The Tate Collection on GitHub

OpenGLAM alerted me via Twitter that the entire digital collection of the Tate is available on GitHub. I haven’t heard of any other institution who makes their collection available through this platform. It does kind of give a lot away, but then again, that’s the whole point of open data.

Why not Linked Data, asks a fellow Tweeter and Tate’s web architect Rich Barrett-Small justifies their move to GitHub with it being the most time- and cost-effective solution to get the data out there – for now.

Yes, SPARQL endpoints are the weapon of choice these days, but what’s wrong with using GitHub? It’s an incredibly versatile platform by far not limited to programmers, but equally useful for thesis writing or democracy.

What’s great about using GitHub, as opposed to APIs, is that it doesn’t only give you access to the data, it gives you the data. Maybe I’m old school, but I do like having real files on my hard drive, as opposed to it all being locked off in a cloud. And it’s still possible to keep the data updated, by syncing it with the original repository.

But enough about pros and cons of technical details, let’s have a look at what Tate offers.

The dataset contains the complete records of all the artists and artworks in the collection, excluding images, which still need to be accessed online. The dataset comes in two flavours: two CSV files containing the artists and artworks and a gazillion of text files containing all the records in JSON format. The JSON data is richer, because it allows to store the kind of data a table is unable to hold – most notably – a list of subjects associated with the record organised in a range of topics (“people”, “natural phenomena”, “emotions, concepts and ideas”, etc.).

The dataset is very rich and still of a manageable size, so I will definitely do something with it. As a first step, I wanted to get an overview of the distribution of the collection in time. Most of the collection is from around 1800 and a considerable part of it is from 1960 and later.

I wanted to get a picture of the most important artists in the collection and their position in time. So I made a sketch in d3 which plots the artists as circles along a time axis and sizes them proportionally to the amount of works they have in the collection. This was the result:

One big balloon and a lot of awful tiny dots. I did not put a timescale but the balloon was positioned around 1800. So it turns out that not only is a large chunk of the collection from the same time, it also is by the same man: William Turner! (well that didn’t really come as a surprise).

I imported the CSV data into an SQL table, so I could easily extract all that is Turner and all that is not Turner from the collection. Below is Excel’s rendition of the result. Everything that’s Turner is in red, everything that’s not Turner is blue.

Of course this screams for a pie chart. It turns out, the majority of Tate’s collection is Turner:

I decided that’s enough about Turner for now and removed all that’s Turner from the data. I wanted to look at the collection without this extreme case. Now at least my bubble visualisation had some depth.
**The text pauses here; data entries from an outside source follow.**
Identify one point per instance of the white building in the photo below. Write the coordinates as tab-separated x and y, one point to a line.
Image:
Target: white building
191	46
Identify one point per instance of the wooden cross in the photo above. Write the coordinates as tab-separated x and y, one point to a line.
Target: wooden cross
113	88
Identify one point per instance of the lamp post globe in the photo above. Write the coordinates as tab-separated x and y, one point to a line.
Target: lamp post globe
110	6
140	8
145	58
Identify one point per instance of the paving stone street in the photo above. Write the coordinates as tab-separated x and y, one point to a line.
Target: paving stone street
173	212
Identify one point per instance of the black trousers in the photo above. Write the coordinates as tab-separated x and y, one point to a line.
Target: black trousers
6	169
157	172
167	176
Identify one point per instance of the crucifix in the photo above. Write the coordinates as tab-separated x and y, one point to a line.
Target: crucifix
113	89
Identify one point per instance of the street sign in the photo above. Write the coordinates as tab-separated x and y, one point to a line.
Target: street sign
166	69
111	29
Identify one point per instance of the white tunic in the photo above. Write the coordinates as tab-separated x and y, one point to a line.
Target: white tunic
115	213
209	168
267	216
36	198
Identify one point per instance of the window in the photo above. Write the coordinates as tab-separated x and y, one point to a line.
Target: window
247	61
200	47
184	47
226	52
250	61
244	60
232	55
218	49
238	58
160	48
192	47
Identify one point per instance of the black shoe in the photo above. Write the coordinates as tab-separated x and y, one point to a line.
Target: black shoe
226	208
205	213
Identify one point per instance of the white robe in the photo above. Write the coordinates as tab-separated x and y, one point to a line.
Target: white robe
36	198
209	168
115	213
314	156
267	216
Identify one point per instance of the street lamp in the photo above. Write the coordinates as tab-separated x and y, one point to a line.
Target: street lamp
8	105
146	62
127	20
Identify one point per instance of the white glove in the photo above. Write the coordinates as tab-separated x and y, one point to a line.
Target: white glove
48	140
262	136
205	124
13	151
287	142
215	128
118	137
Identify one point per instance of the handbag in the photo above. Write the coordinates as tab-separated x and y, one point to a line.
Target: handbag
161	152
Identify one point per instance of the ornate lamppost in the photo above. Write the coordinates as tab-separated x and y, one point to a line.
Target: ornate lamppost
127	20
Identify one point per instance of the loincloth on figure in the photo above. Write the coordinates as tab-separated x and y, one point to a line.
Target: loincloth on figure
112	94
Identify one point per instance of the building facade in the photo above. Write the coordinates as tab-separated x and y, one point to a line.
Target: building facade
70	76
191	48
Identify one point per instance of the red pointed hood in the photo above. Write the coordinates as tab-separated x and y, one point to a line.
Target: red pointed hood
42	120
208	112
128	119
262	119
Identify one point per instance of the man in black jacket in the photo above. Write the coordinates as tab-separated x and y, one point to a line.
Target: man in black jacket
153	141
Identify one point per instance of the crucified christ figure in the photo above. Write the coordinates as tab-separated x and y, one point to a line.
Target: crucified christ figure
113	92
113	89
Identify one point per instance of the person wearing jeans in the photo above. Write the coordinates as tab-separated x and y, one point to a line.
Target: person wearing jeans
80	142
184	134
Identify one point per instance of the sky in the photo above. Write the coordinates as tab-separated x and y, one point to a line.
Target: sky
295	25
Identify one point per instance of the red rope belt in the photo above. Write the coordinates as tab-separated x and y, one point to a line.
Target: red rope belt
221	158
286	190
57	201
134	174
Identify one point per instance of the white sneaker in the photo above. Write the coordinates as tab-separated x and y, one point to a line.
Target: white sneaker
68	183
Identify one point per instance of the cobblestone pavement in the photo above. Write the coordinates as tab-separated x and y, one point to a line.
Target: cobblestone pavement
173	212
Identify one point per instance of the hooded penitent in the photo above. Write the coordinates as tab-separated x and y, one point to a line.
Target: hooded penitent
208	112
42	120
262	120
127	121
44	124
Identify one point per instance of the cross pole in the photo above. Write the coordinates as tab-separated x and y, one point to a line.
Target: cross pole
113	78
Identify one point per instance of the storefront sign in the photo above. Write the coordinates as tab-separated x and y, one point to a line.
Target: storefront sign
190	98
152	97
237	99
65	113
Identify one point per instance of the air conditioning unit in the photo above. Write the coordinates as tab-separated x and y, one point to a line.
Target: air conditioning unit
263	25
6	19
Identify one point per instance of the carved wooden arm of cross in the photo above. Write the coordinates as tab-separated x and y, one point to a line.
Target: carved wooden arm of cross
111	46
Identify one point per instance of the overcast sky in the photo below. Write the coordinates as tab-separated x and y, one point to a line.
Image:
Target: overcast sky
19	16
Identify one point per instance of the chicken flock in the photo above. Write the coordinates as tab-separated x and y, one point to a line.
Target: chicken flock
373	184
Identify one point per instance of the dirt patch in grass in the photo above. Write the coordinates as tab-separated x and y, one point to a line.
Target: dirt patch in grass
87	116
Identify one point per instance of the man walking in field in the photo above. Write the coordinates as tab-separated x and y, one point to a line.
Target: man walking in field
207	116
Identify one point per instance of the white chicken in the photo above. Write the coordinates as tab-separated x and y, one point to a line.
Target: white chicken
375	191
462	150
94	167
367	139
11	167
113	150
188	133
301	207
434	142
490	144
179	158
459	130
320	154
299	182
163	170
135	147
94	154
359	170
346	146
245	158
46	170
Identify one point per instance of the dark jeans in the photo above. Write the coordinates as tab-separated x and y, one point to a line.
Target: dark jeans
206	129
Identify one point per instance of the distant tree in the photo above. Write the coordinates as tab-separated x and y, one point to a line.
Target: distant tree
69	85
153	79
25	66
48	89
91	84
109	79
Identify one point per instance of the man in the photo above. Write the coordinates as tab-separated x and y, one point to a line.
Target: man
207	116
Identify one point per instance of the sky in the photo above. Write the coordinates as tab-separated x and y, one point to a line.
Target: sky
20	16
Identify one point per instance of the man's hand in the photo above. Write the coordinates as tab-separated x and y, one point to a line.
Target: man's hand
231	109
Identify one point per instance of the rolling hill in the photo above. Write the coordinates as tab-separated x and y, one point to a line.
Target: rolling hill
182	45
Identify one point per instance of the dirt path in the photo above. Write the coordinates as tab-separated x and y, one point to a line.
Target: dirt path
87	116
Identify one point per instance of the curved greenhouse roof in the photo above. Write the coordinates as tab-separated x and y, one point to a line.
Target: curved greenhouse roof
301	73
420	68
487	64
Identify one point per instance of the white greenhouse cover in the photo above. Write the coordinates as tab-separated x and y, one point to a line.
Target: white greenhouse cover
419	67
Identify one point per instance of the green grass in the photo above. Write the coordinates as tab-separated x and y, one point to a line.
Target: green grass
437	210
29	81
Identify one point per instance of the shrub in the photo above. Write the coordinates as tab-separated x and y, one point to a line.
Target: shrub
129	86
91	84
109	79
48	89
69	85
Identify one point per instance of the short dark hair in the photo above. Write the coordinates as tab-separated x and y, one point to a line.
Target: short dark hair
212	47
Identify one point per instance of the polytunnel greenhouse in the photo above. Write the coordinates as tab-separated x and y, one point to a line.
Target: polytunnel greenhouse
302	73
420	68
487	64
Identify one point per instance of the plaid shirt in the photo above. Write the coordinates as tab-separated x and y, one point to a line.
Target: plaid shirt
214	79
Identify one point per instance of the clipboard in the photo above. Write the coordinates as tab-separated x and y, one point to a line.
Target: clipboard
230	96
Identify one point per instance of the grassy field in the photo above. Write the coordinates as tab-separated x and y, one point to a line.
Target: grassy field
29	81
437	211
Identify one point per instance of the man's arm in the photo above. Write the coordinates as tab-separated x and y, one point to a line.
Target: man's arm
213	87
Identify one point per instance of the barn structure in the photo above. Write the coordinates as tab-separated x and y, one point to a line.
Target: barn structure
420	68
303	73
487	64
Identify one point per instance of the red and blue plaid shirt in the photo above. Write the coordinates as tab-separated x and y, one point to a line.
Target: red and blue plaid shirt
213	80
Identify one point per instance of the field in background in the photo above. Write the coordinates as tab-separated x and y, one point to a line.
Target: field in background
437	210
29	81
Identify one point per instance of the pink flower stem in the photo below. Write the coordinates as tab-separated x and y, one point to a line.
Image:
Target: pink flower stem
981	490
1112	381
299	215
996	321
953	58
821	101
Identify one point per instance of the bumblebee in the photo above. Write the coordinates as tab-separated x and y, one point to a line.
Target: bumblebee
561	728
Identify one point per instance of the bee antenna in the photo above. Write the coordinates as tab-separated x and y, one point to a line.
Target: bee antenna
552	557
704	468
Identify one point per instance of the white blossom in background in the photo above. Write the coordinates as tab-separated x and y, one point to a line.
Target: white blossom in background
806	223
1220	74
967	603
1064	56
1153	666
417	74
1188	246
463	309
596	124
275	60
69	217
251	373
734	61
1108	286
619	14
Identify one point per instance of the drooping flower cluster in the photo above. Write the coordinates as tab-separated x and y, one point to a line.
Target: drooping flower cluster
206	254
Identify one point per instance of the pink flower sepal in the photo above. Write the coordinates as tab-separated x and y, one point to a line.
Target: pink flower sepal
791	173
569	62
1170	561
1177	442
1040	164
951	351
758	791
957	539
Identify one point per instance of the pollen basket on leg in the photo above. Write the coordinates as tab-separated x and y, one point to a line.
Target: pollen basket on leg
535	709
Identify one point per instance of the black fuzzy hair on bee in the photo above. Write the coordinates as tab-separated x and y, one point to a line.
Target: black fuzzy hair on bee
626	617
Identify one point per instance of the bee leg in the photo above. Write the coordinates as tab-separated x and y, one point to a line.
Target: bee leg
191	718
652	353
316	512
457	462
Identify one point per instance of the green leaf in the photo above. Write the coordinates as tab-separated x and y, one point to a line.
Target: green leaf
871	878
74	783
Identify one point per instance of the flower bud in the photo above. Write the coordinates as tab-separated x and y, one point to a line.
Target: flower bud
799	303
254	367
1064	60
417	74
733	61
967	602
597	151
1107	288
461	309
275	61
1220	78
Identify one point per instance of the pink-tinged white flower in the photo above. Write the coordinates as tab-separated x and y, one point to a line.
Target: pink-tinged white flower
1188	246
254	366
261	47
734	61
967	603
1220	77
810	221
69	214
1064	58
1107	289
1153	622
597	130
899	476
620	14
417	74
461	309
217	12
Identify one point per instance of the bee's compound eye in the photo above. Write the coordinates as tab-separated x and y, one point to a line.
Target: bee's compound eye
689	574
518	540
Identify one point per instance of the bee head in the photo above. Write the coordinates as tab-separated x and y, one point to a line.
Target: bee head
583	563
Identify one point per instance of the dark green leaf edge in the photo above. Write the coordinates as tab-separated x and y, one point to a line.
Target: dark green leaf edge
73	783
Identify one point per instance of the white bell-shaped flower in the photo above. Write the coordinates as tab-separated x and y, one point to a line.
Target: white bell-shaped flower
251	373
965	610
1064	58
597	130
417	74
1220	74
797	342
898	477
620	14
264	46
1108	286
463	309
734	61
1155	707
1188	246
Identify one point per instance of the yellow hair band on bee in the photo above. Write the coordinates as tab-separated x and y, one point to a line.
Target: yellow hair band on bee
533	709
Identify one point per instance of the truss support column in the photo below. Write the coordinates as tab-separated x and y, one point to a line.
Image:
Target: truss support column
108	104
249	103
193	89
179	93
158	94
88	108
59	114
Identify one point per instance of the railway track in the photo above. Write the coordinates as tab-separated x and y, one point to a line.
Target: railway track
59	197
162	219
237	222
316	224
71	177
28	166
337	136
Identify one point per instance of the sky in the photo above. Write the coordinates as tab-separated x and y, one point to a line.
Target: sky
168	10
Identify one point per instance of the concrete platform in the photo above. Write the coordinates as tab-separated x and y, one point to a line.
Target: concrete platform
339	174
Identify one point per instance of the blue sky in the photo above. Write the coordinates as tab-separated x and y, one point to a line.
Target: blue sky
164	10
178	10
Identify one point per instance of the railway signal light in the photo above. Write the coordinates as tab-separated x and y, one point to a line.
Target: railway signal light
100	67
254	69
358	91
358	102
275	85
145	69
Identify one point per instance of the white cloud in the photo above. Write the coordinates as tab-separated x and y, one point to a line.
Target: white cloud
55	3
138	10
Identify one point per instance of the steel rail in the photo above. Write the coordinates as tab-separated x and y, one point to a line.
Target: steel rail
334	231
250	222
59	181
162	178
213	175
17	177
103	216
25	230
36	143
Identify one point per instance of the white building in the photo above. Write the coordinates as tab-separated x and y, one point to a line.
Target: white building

Here they all are. Every bubble represents an artist, horizontally positioned based on year of birth and sized proportionally to the amount of works they have in the collection. They are vertically spread out depending on how many artists are born in the same year, but the positioning does not carry any information. The top artists (excluding Turner) now are:

Name Born # works
Jones, George 1786 1046
Moore, Henry, OM, CH 1898 623
Daniell, William 1760 612
Beuys, Joseph 1921 578
British (?) School 388
Paolozzi, Sir Eduardo 1924 385
Flaxman, John 1755 287
Phillips, Esq Tom 1937 274
Warhol, Andy 1928 272
Constable, John 1776 249

I plugged the artwork data into the same visualisation, but plotting every artwork at the same size. The resulting picture looked as expected, except for a strange peak in the year 1814. Has the Tate purchased an anomaly large amount of paintings from 1814?

This vertical stripe of data remained even after I removed all the mistakes I encountered on my side (misinterpreted dates, plotting missing dates, etc.), so I wondered where this comes from. I had to get back at the raw data to find an answer. It turns out all these paintings are by William Daniell and in fact their date isn’t known. So why did they appear in 1814?

The Tate collection, as most others, use two fields for storing the date: one as text and one as number (year). The text field would be usually displayed when accessing the collection as it can contain more fine grained information than just a number (e.g. ‘ca. 1814’, ‘around 1800’ etc.). But when this data is visualised, the dates need to be present in a machine readable format. I have encountered a few cases where the descriptive dates and the numerical dates do not match. Often it is because there as an error in the automatic conversion from the ‘human’ to the ‘machine’ date.

I’m not sure why in this case the date appears as 1814. It might be a compromise because, of course, the date is not completely unknown if, such as in this case, the lifetime of its painter is known (1769?1837). So 1814 might just be a likely date, but there is no way of recording likelihood.

As a last tryout I combined the two bubble diagrams and tried connecting the artworks to their creator. A black line links the artist to the artwork. Again, Turner is left out of this picture (sorry).

I expected all artworks to be connected to an artwork but it seems that most records remain unconnected. This may very likely be a mistake on my side, I’ll have to look into this.

That’s all for now, but I hope to be able to play around more with the Tate collection very soon.